En attendant, le paysage s'assombrissait encore. Ainsi que le craignaient Le Noir et Batz, le nouveau Tribunal révolutionnaire, présidé par Montané, n'allait pas tarder à inspirer une crainte qui, au fil des mois, se changea en terreur. Un certain Fouquier-Tinville en avait été élu - à une voix de majorité ! - accusateur public, et il fut vite évident qu'il n'y avait ni véritable justice ni pitié à attendre de cet homme qui d'ailleurs ignorait à peu près tout du droit.

Or, tandis que la Convention accouchait de ce tribunal qui, dans le mois à venir, allait se transformer en entreprise de massacre, la Vendée se soulevait sous le prétexte de résister à la conscription forcée. En réalité pour combattre ceux qui avaient osé tuer le Roi et qui pourchassaient Dieu. Pour la première fois dans l'Histoire, ce furent les paysans qui allèrent chercher leurs seigneurs pour qu'ils les mènent à la bataille. Cent mille hommes se levèrent et commencèrent à pourchasser les gens d'une république dont ils ne voulaient pas et qui, pour eux, représentait l'ouvre de Satan.

Aux frontières, les choses n'allaient pas mieux. Dumouriez, qui avait menacé de marcher sur Paris avec ses troupes pour établir Louis XVII, s'est fait battre à Neerwinden par le prince de Cobourg - avec lequel il va bientôt s'entendre. Et quand la Convention envoie des commissaires lui demander des comptes, il va purement et simplement les faire arrêter par les Autrichiens.

Pourtant, à Paris, une certaine vie mondaine existait toujours autour des hommes en vue, des rares ambassades et des milieux du théâtre, en dépit des difficultés d'approvisionnement, de la cherté des aliments et des produits de nécessité comme le savon ou la chandelle. La misère, comme d'habitude, s'attaquait au petit peuple sans toucher au confort de qui pouvait payer.

C'est ainsi que, dans le charmant hôtel qu'elle possédait rue Chantereine, au bout d'une allée de verdure tracée entre deux grandes demeures, la danseuse Julie Careau, épouse du tragédien Talma, aimait à recevoir ses amis dont la plupart appartenaient à ce groupe girondin sur qui les nuages noirs commençaient à s'amonceler. Elle tenait littéralement table ouverte, la table en question ne cessant d'être servie, desservie puis resservie pour ceux, toujours nombreux, qui arrivaient pour dîner ou pour souper entre amis. Ce train de vie dispendieux convenait à Julie qui était fort riche.

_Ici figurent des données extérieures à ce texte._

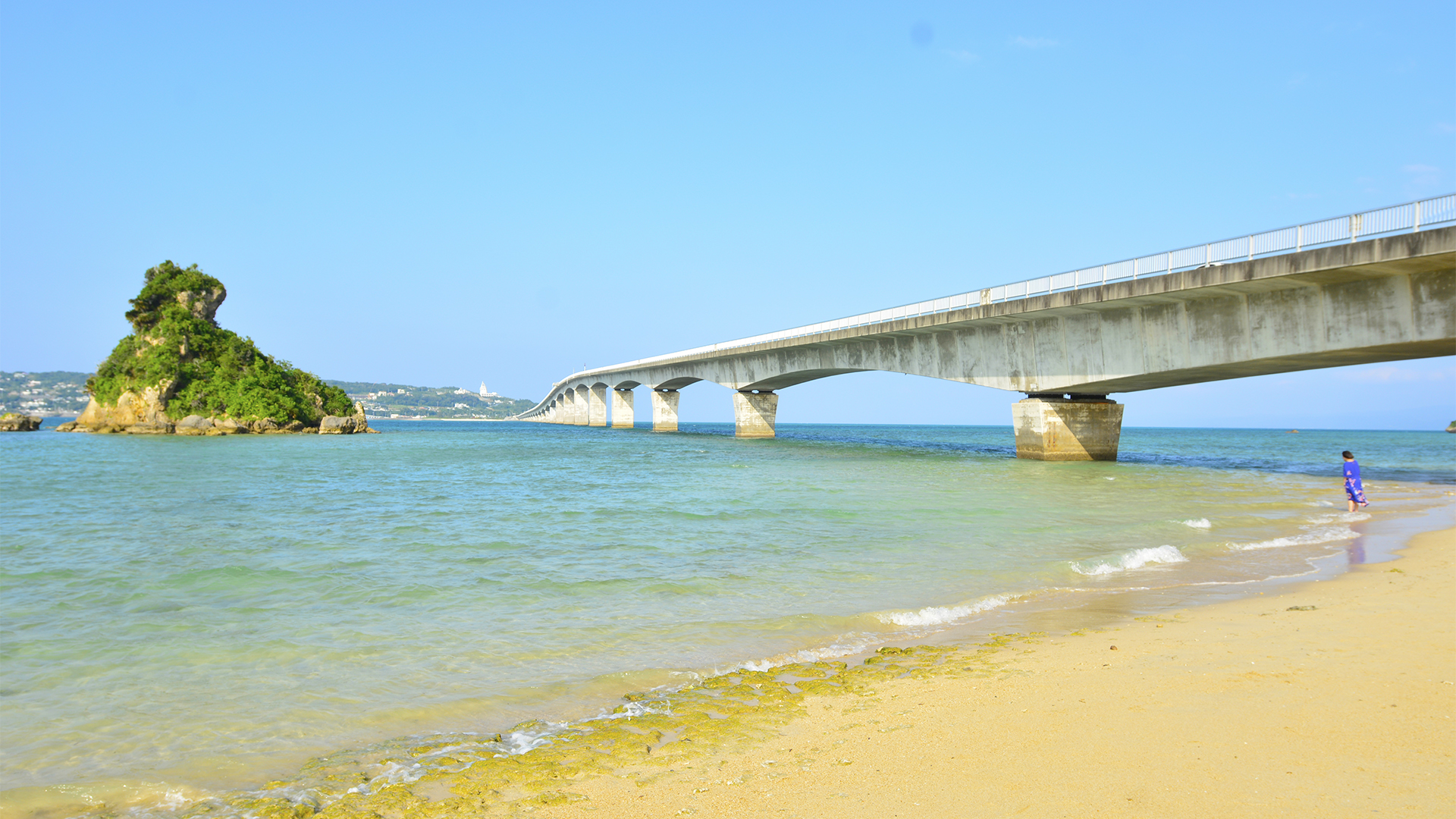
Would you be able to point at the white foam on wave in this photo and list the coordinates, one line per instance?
(843, 648)
(1130, 560)
(944, 615)
(1318, 535)
(1341, 518)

Au temps, pas très éloigné, où elle était une des étoiles de l'Opéra, Julie que les mauvaises langues disaient volontiers " galante " avait eu quelques aventures fort rentables avec, par exemple, le comte Alexandre de Ségur, dont elle avait eu un enfant, le duc de Chartres et deux ou trois autres amants aristocratiques - on disait aussi Mirabeau mort dans une maison lui appartenant ! -, ce qui ne l'avait jamais empêchée de professer hautement les idées nouvelles. Cette reine de la danse et du plaisir était fermement accrochée à ses convictions républicaines et en discutait souvent avec passion.

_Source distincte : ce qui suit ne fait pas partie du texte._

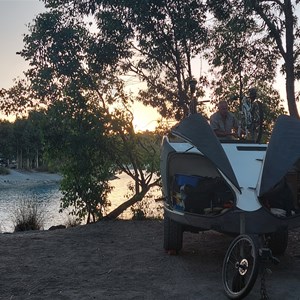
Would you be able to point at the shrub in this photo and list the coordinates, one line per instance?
(28, 216)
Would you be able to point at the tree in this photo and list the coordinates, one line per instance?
(162, 37)
(76, 73)
(280, 25)
(243, 57)
(77, 137)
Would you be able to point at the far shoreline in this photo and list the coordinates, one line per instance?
(27, 178)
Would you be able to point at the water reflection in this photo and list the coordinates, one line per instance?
(48, 197)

Ayant délaissé la scène, Julie tenait à présent un salon fort couru, surtout depuis que, deux ans plus tôt, elle avait épousé Talma, le célèbre comédien tragique, héros du théâtre de la rue de la Loi (exRichelieu) où avec l'aide de son ami, le peintre David, il avait imposé le costume d'époque pour les drames et tragédies qu'il jouait [ix]. D'époque romaine essentiellement, le noble drapé des toges convenant à un physique tellement césarien que l'on pouvait se demander si son dentiste de père y était vraiment pour quelque chose. Quelques jours après le mariage, Julie, qui avait sept ans de plus que son époux, lui donnait des jumeaux que l'on prénomma Castor et Pollux dans la meilleure tradition des contemporains de Virgile et d'Horace.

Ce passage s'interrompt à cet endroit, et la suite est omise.